Phase 3: Reaching Our Destination: Personal Data Storage and Applications

Imagine a portable, encrypted and interoperable platform from which data could be accessed, stored on- or offline, and requested from 3rd parties. New products and services could be created based upon data owned and managed by users, at the individual or collective level. People could create their own social graph, run algorithms locally on health data, analyze their own data and telemetry.
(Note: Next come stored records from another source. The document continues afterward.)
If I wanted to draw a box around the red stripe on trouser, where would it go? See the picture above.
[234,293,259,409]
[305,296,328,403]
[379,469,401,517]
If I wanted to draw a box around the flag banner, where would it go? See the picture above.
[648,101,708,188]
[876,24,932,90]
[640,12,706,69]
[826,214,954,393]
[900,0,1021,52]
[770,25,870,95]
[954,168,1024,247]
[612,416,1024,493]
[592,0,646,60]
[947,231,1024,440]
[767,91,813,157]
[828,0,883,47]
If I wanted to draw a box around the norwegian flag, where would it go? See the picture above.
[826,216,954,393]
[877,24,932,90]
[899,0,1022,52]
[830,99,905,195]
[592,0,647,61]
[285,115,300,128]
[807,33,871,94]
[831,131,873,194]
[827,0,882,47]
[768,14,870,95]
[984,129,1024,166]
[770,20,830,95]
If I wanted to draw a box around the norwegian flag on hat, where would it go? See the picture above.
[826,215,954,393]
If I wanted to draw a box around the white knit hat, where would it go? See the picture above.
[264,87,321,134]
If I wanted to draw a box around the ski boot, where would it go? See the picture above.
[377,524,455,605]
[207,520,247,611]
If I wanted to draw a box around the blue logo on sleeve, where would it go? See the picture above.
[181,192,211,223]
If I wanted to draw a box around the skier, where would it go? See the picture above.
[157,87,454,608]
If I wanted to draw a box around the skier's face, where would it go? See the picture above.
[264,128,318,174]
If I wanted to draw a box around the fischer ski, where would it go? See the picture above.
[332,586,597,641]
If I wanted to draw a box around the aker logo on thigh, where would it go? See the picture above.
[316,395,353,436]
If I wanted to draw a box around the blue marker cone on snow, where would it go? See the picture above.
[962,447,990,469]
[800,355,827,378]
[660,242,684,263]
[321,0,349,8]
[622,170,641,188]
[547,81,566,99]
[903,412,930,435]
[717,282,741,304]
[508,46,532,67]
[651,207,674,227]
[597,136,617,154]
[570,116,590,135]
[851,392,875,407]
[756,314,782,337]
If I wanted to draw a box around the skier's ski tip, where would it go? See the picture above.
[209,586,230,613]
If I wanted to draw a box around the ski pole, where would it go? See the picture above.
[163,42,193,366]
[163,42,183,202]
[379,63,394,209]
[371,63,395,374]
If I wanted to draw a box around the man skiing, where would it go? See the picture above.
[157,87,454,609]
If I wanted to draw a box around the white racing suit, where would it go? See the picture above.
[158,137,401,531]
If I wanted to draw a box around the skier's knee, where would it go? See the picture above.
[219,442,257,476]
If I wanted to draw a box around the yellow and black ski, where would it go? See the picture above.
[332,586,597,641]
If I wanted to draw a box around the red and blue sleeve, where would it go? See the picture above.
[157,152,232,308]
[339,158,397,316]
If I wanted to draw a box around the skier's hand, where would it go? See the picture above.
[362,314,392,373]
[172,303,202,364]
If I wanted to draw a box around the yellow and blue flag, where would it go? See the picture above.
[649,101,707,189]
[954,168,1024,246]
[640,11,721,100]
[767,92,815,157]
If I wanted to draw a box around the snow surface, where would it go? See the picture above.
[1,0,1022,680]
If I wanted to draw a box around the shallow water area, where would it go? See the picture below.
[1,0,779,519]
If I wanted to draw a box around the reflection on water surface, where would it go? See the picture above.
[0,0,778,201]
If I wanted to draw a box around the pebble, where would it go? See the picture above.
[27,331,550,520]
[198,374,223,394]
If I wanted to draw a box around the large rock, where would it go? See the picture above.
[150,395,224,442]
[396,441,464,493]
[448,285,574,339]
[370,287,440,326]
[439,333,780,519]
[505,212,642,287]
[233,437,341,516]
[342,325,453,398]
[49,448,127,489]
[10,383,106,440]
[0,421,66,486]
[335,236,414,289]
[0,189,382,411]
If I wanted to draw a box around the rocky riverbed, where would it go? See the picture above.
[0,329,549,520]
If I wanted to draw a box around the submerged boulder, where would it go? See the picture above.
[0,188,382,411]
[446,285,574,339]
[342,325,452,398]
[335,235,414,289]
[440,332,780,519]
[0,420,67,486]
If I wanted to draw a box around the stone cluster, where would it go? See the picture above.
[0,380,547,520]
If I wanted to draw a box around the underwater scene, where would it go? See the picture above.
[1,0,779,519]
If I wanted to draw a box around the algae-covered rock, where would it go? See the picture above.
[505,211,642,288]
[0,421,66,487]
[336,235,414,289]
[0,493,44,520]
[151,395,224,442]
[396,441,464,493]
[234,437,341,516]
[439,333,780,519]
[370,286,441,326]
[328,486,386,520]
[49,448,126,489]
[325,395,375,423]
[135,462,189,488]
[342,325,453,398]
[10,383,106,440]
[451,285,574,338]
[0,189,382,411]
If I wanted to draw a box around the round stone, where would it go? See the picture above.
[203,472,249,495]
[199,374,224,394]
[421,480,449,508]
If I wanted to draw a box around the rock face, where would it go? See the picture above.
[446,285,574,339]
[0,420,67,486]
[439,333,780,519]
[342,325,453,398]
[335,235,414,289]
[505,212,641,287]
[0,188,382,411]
2C 1 Reaching Our Destination Personal Data Storage and Add-On Applications.png
2C 2 Reaching Our Destination Personal Data Storage and Add-On Applications.png

What problem does it solve?

This would take power away from major data brokers and aggregators. Most current brokers (>4,000) engage in systematic dark patterns around the 500 million global consumers they harvest.

How does it solve it?

For the user, individuals and collectives effectively become data brokers and disrupt the power imbalance. Mozilla could become the GitHub for user-and-collective controlled data brokering and monetize the positive externalities by building services on top, or by allowing others to do so.

With whom might we work?

Blockchain and the broader distributed ledger community on the tech side who have solved an analogous problem elsewhere, such as in finance.

How could we start?

  • Drive for standardization for how PII is shared through CCPA and GDPR requests.
  • Create a centralized way to request personal data from a distributed, federated source. How we might do this while supporting local control of the data?
  • Work with marginalized communities to understand what applications would help their lives. Prioritize these applications.
  • Launch challenges—or work with existing grand challenges, like MIT Solve—to drive app development around things that actually matter to the world, not what matters to Silicon Valley VCs.